Figure 10 illustrates the temporal behavior of recovered individuals in the region $\Omega$ using control measures in both subregions ${\omega }_1$ and ${\omega }_2$. Initially, at $t=1$, the number of recoveries is almost non-existent across the region. However, with the methodical and effective implementation of control strategies, significant increases in the number of recovered individuals are observed at $t=50$, $t=100$, and even more notably at $t=150$, $t=200$, and $t=250$. These increases are particularly pronounced in the targeted areas, demonstrating the efficacy of the control interventions. The visible progression of recoveries over time highlights the tangible benefits of the measures taken, leading to a substantial improvement in the health situation within the studied region.

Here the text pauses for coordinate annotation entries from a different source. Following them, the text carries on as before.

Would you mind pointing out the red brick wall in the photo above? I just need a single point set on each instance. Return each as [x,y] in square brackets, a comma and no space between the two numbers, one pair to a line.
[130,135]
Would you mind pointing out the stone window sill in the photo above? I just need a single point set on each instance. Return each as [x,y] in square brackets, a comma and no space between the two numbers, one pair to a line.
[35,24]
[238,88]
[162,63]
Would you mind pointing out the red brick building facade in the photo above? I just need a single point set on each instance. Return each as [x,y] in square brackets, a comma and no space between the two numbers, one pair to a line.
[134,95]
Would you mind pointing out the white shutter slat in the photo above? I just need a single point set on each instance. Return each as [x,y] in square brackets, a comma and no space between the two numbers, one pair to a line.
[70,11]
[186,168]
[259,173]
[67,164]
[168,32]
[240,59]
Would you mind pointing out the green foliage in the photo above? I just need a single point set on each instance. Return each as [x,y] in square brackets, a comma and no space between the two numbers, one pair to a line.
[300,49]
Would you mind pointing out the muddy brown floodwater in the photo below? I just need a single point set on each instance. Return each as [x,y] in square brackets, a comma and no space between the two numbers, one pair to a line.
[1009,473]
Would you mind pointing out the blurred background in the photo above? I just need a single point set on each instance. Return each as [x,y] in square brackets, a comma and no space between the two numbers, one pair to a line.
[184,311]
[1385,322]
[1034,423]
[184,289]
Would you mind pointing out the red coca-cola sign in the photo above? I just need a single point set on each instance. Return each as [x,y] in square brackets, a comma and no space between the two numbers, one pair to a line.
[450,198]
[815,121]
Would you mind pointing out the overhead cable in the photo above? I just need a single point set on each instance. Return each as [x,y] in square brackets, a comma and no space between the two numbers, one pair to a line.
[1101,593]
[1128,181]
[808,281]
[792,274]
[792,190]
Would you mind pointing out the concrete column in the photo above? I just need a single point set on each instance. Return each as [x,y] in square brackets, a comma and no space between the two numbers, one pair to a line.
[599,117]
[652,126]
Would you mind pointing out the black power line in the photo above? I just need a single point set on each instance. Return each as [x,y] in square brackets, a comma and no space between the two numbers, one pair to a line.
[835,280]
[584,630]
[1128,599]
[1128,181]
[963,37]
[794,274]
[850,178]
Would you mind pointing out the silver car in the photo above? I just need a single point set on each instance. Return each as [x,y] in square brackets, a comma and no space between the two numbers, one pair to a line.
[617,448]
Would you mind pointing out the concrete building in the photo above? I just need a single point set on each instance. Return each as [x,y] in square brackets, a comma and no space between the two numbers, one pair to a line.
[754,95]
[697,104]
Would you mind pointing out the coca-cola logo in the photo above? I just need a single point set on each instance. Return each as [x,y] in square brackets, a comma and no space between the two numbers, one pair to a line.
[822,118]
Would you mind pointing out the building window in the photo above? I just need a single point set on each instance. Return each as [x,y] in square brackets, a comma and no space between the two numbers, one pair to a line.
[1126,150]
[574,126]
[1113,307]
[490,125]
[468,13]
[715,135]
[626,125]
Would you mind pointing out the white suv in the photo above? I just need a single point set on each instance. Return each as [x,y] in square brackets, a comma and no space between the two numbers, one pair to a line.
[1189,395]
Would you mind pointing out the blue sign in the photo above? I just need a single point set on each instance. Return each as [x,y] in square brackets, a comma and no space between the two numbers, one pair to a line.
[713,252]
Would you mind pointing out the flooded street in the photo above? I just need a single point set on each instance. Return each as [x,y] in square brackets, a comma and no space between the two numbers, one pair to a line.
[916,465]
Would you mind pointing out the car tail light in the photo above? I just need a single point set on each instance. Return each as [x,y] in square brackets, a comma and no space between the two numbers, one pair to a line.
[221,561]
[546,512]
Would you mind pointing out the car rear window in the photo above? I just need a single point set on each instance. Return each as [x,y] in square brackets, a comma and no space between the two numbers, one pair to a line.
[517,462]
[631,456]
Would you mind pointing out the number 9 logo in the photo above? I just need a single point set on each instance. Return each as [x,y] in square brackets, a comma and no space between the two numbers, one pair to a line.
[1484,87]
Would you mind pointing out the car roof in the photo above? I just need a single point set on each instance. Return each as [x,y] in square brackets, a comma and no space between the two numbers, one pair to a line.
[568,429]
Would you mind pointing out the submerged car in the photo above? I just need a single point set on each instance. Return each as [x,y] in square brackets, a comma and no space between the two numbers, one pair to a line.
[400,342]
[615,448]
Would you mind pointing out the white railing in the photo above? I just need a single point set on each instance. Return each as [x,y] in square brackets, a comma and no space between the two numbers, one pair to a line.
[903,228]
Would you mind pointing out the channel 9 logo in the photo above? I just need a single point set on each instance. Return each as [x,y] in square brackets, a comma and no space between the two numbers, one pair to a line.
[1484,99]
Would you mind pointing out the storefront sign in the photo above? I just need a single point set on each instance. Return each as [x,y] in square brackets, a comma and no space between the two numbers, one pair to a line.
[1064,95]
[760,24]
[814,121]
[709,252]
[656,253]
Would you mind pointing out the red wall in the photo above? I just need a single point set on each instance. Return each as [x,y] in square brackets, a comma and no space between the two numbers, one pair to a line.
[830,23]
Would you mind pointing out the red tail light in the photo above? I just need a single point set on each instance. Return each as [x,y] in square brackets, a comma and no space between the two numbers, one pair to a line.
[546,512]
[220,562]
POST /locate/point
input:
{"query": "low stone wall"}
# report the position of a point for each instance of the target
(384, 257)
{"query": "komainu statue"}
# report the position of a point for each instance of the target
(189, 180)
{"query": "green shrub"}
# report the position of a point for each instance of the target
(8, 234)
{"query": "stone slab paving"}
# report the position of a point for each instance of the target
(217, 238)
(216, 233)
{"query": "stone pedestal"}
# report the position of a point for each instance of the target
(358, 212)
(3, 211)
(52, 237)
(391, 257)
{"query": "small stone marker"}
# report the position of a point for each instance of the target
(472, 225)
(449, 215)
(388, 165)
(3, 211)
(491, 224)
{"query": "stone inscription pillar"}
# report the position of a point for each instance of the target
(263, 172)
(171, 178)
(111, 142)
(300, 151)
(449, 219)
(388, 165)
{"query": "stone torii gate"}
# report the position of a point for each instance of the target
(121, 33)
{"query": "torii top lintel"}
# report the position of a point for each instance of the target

Finally, we acknowledge that the introduction of fractional derivatives increases the mathematical and numerical complexity of the model, which may present a challenge for its direct adoption by public health professionals. However, this complexity is justified by the unique ability of fractional derivatives to capture memory effects and nonlocal spatial dynamics—features that are essential for a realistic description of epidemic spread. To facilitate the understanding and practical use of the model, our results are presented in an interpretable form, with clear visualizations of the impacts of regional control strategies.

7. Conclusions

This paper introduces a novel application of fractional optimal control theory to investigate the optimal combination of vaccination and treatment strategies in spatiotemporal epidemic models. The study focuses on systems governed by partial differential equations, where the control variable represents the spatial and temporal distribution of vaccines and treatments. The research establishes the existence of solutions to the state system and demonstrates the existence of optimal controls. Notably, optimizing the treatment timing proves highly effective in reducing the overall number of infections. These findings highlight the potential of fractional optimal control to enhance resource allocation and inform more effective epidemic management strategies. Despite the added mathematical and numerical complexity associated with fractional models, the outputs are presented in an interpretable form, allowing for meaningful use by public health decision-makers. Looking forward, we recognize the importance of conducting a comprehensive sensitivity analysis to evaluate the robustness of the optimal strategies in the presence of parameter uncertainties. Additionally, applying the proposed model to real epidemiological data and developing new numerical schemes will be essential steps to address the current limitations and further strengthen the practical relevance of this approach.